Well…Mr. President is fine. After the incident, he was taken to the nearest Baghdad Payless for observation. Fox News is reporting today that some Iraqis claim to have seen a golf cleat on a grassy knoll just two blocks away.

My sources tell me that Oliver Stone will direct a new film about that third shoe conspiracy theory based on his original screenplay. Have a good week and happy holidays.

Life in the Middle Ages

Thursday, December 4th, 2008

There’s an old saying that goes “When the student is ready, the teacher appears.”

I don’t know who said it. I think it came from the Mary Kay Letourneau case. Be that as it may, the point is this — when you’re ready to make a change and embrace something new, someone will come along to help you make that move. A few years ago, when I realized that I’d rather accidentally drop a bowling bowl on my foot than return to the grind of working on an early morning local newscast again, I enrolled in some affordable acting classes. I wanted to learn what casting people were responding to and looking for when casting commercials and such. The lessons I learned from sharp, knowledgeable teachers were worth the money. This year, I booked role in two national commercials. Also, I made my official comic acting debut playing Prof. Robert Haige for “In The Know” satirical news sketches on the website for The Onion. This week, I booked another acting role for an industrial. In “industrial” is sort of a not-for-broadcast informercial made for events or corporations. For instance, if you got a job working for a company called DiskoTek, part of your employee orientation might have you viewing a video on DiskoTek benefits featuring actors playing employees. I shoot the industrial later this month. The two TV commercials and the sketches for The Onion were all national features. Not bad considering that I’m not signed with an agent.

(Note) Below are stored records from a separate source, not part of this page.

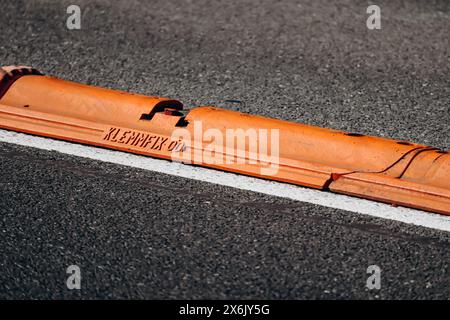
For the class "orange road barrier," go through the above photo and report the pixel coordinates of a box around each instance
[0,66,450,214]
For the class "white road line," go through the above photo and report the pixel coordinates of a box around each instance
[0,130,450,232]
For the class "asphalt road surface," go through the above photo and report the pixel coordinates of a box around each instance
[0,0,450,299]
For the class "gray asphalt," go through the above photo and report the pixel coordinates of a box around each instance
[0,0,450,299]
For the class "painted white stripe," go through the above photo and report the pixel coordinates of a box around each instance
[0,130,450,232]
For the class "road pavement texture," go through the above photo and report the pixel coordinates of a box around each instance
[0,0,450,299]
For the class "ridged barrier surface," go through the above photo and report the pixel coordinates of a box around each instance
[0,67,450,214]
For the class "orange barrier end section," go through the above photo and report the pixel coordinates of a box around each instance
[0,67,450,214]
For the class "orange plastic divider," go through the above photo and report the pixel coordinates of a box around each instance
[0,67,450,214]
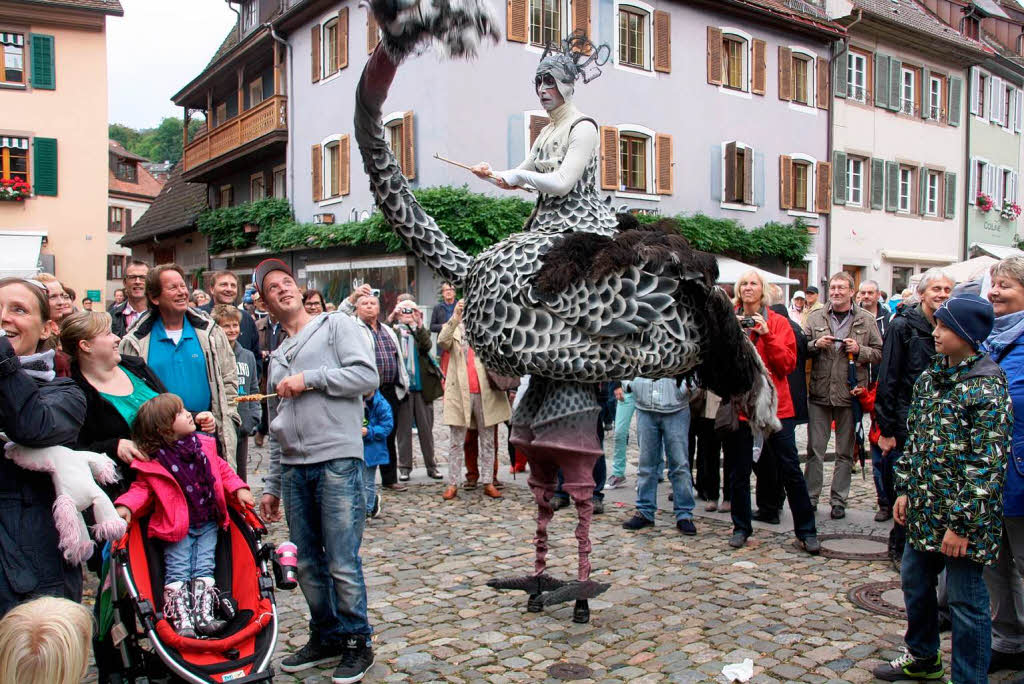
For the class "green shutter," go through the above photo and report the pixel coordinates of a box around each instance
[833,149,846,205]
[946,76,964,127]
[871,159,886,209]
[29,33,57,90]
[946,172,956,218]
[32,138,57,197]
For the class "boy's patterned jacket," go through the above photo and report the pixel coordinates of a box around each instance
[896,354,1014,565]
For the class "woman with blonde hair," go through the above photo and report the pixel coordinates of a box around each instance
[0,596,92,684]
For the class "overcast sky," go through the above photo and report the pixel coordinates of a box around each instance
[106,0,236,128]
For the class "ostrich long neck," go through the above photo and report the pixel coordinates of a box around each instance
[355,45,472,287]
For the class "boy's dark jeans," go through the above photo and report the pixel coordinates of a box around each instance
[901,542,992,684]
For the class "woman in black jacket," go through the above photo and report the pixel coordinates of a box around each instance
[0,277,85,617]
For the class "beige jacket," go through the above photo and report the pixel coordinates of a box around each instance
[120,308,242,468]
[437,316,512,427]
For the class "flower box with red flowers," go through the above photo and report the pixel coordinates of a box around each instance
[0,178,32,202]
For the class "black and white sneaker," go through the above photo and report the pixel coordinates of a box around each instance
[281,640,346,681]
[331,636,374,684]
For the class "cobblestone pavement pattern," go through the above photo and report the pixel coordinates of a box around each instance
[86,409,1016,684]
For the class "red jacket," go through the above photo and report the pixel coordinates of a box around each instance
[750,309,797,419]
[114,437,249,542]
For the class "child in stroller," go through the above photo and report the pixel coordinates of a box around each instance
[115,393,254,638]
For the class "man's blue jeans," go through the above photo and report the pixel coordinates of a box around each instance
[282,459,373,644]
[638,405,693,522]
[900,542,992,684]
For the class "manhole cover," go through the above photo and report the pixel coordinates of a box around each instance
[818,535,889,560]
[847,581,906,619]
[548,662,594,682]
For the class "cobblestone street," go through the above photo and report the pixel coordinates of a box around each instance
[88,409,1013,684]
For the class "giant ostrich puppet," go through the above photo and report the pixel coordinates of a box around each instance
[355,0,778,622]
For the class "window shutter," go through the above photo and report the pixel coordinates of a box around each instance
[946,76,962,126]
[310,144,324,202]
[889,57,903,112]
[367,6,381,54]
[871,159,886,210]
[505,0,529,43]
[401,111,416,180]
[833,50,850,98]
[778,45,793,100]
[654,133,673,195]
[309,24,323,83]
[708,27,722,85]
[743,147,755,205]
[335,7,348,70]
[945,171,956,218]
[814,57,842,110]
[778,155,793,209]
[833,149,847,205]
[886,162,899,211]
[725,142,737,202]
[654,9,672,74]
[32,138,57,197]
[601,126,618,190]
[751,38,768,95]
[29,33,57,90]
[814,162,833,214]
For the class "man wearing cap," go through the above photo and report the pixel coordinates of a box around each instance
[254,259,378,682]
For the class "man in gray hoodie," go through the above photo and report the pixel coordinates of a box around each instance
[255,259,378,682]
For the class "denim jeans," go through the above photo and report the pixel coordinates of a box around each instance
[638,407,693,522]
[901,542,992,684]
[164,520,217,585]
[282,459,373,644]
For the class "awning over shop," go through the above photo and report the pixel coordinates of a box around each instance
[0,230,46,277]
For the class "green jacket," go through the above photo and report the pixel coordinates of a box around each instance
[896,353,1014,565]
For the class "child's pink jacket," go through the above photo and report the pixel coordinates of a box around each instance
[114,439,249,542]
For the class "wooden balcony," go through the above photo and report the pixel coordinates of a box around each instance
[182,95,288,181]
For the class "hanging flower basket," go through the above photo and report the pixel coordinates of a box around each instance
[0,178,32,202]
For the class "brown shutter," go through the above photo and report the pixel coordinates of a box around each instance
[725,142,736,202]
[505,0,528,43]
[310,144,324,202]
[601,126,618,190]
[751,38,768,95]
[367,7,381,54]
[814,162,831,214]
[814,57,831,110]
[778,45,793,100]
[335,7,348,70]
[708,27,722,85]
[309,24,321,83]
[778,155,793,209]
[654,9,672,74]
[338,135,352,195]
[654,133,673,195]
[401,111,416,180]
[529,114,551,149]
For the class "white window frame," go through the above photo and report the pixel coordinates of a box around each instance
[316,133,345,207]
[718,27,754,99]
[846,50,867,104]
[719,140,760,212]
[615,122,662,202]
[846,156,864,208]
[786,153,819,218]
[611,0,655,78]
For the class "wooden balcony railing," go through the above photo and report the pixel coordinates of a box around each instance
[184,95,288,173]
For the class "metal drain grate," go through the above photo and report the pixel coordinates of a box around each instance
[847,581,906,619]
[548,662,594,682]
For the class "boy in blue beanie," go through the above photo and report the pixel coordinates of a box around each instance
[874,295,1014,684]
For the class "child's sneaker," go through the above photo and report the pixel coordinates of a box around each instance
[871,652,945,682]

In the meantime, like thousands and thousands of others, I was forced to put my pride in my back pocket and apply for unemployment benefits. I’ve not had full time work since a bunch of us on a morning radio show got downsized when the show was cancelled in April. I haven’t needed unemployment benefits since 1991. It was hard to fill out the application without feeling my mansack shrink to the size of two Raisinettes by the time I completed the last page. I pride myself on always being able to land work. This year has been brutal.

After completing the nine or so online pages, came the notice that I had to speak to an unemployment office rep in person. It took me a day and a half to get through to someone. From 8a to 5p on Monday, every time I called, I got the recording stating that all the representatives were so busy dealing with new applicants that the best thing to do would be to call again in 20 minutes. Late Tuesday morning, bingo! The recording told me to hold on for…..25 minutes…for the next available representative. I did.

It occurred to me that the unemployment office is way understaffed and needs to hire more people to handle the large volume of New Yorkers who are unemployed. That is too ironic even for Alanis Morissette.